Bagi mereka yang telah menamatkan tingkat pendidikan tertentu akan tetapi tidak memiliki peluang untuk melanjutkan pendidikan pada tahapan berikutnya, siberikan pelatihan seperti pertanian, membangun rumah atau pengolahan kulit. Kegiatan merupakan gabungan antara pendidikan umum, pelatihan keterampilan dan upaya produktif yang dapat diaplikasikan dalam kehidupan. Kegiatan kerja dari peserta didik diharapkan dapat menutup biaya pendidikan dan apda saat yang sama mereka akan mendapatkan pelatihan yang dibutuhkan untuk kehidupannya. Pendidikan suplemen terdiri dari serangkaian pelatihan keterampilan yang diselenggarakan di luar sekolah untuk penduduk di negara berkembang. Peserta belajar sering menyertakan mereka yang drop-out dari pendidikan lanjutan atau mereka yang telah lulus akan tetapi tidak terserap lingkungan kerja.
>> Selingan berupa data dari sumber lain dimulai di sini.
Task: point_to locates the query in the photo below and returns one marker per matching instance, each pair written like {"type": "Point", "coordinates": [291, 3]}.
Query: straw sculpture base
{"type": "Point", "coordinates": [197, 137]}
Dari sisi perencanaan, pendidikan nonformal sebagai komplemen, diarahkan pada mereka yang telah menikmati pendidikan pada lingkungan pendidikan formal. Kelompok ini memungkinkan untuk menjadi kelompok yang tidak memiliki pekerjaan segera setelah lulus dari lingkungan sekolah. Sejalan dengan kepentingan politik maka tuntutan untuk menyelenggarakan pendidikan untuk kelompok ini demikian kuat. Dalam perencanaan hendaknya dipadukan antara mereka yang tidak mungkin memasuki lingkungan kerja dengan memberikan peluang pada mereka untuk memperoleh pendidikan sekolah.
b. Fungsi Pendidikan Non-Formal sebagai substitusi (Pengganti)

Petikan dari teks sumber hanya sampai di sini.